People walk among trees near river
Walking among trees near the Animas River in Farmington, NM

As we faced on January 6 perhaps the most dangerous challenge to our country we had ever experienced, when domestic terrorists tried to stop the United States Congress from certifying the Electoral College votes that confirmed the victory of President-Elect Joe Biden, we found ourselves in different locations, different frames of mind, and different levels of emotion.

 

How do we get past that? How do we become a united country again? How do we continue to function with some peace of mind?

 

The people lawfully appointed to handle justice will determine what happens to those domestic terrorists, but how do we carry on? How do we find the peace of mind to perform our daily tasks?

 

Those of us who have developed some proficiency with prayer and/or meditation can turn to that.

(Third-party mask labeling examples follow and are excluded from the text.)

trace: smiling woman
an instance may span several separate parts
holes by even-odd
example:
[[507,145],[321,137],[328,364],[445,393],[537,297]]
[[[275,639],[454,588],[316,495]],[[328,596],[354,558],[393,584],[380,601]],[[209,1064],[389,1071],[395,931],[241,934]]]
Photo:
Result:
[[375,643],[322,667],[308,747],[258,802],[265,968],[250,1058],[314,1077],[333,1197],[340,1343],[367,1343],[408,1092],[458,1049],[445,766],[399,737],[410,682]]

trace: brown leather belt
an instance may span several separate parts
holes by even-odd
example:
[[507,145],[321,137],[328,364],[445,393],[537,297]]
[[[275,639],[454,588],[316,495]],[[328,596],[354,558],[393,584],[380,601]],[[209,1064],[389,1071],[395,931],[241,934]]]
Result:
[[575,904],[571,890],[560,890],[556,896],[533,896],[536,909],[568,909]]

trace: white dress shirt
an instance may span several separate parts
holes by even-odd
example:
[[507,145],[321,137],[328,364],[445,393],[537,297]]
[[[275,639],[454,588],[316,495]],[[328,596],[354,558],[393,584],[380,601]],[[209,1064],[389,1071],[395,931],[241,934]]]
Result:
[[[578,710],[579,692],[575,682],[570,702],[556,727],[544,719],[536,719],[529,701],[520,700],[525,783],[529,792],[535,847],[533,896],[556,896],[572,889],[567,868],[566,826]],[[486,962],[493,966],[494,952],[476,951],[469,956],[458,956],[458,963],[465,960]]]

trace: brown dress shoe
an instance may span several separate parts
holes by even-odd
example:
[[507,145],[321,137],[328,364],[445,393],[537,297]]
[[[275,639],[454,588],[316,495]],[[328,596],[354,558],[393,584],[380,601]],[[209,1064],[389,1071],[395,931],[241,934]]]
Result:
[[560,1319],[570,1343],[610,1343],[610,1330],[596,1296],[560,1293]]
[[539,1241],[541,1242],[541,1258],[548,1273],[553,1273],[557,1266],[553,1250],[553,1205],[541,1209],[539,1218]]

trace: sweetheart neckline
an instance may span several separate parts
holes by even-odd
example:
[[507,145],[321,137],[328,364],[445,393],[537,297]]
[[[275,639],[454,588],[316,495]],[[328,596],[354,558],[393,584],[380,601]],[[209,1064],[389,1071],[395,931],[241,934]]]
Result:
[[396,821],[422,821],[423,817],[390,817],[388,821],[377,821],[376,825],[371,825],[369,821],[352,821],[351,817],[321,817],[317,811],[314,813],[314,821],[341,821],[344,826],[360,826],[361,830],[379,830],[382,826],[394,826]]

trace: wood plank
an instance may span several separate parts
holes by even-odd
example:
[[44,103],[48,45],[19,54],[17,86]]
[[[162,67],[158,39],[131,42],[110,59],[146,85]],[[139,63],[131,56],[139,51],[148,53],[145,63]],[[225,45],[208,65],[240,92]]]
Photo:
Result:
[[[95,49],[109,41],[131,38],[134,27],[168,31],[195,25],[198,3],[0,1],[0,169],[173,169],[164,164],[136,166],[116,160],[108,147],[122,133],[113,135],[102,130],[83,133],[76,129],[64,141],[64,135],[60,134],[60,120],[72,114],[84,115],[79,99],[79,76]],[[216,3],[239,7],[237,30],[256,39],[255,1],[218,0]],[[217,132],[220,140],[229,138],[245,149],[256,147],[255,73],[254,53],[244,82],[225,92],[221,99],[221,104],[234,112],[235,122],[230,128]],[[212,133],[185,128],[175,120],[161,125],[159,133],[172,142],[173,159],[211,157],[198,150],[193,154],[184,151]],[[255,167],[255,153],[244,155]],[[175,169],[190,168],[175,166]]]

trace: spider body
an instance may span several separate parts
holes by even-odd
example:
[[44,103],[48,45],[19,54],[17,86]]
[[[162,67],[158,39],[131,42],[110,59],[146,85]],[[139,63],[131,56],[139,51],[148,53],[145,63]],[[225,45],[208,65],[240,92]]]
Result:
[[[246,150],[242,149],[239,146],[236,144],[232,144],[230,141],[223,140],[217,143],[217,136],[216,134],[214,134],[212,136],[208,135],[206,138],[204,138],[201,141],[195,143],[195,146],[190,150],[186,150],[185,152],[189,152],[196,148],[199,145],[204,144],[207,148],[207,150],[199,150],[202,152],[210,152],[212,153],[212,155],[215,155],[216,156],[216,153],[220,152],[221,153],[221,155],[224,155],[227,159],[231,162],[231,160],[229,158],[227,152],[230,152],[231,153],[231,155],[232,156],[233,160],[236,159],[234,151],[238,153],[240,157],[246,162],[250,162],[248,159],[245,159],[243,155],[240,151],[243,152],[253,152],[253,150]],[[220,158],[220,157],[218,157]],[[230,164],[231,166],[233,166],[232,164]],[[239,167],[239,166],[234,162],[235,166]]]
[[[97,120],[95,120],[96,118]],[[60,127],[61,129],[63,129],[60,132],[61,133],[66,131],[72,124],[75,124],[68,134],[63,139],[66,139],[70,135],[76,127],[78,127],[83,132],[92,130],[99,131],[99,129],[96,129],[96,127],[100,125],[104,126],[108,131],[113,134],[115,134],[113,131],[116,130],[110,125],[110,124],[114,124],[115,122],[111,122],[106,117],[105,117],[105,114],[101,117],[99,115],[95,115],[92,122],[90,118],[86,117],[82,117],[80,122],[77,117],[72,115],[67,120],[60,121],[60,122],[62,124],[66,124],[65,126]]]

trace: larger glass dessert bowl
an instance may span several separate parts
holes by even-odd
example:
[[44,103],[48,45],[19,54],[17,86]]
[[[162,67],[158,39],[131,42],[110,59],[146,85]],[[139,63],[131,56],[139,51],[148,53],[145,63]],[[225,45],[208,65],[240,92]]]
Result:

But not all of us are very adept at prayer or meditation.

 

In those times of agitation, fear, anger, or confusion, it can be helpful to find a place nearby where there are quite a few trees. Take a walk among those trees. As you walk, try to calm yourself by noticing details about the trees – the texture of their bark, the shape of their leaves, how tall they grow, how wide they spread their branches.

 

When you notice such things, you are starting to take your mind off of other things. One of the first steps to practicing prayer or meditation is to take your focus off of those other things and place them on getting into a state of quiet contemplation.

 

That first step can be so hard it may seem impossible. But persevere. See the trees as allies in your efforts to gain a sense of calm. As you keep at it, you may notice that your breathing slows and your mind quits churning quite so much.

 

Give yourself enough time as you walk among the trees to sense that you are calming down. You are beginning to find a sense of peace.

 

Though walking among trees is not the only way to find a calmer, more peaceful frame of mind, it can be quite effective. Whatever works best for you, see if you can practice it a little bit every day. When you do, you will find that peace and calmness stay with you longer, even when you find yourself in difficult circumstances.

 

May you find the way that works best for you and keep practicing it. The more people who do that, the more our efforts will help to expand calm and peace all around the world. Then, when we face dangerous challenges, negative emotions and attitudes will have less of an impact.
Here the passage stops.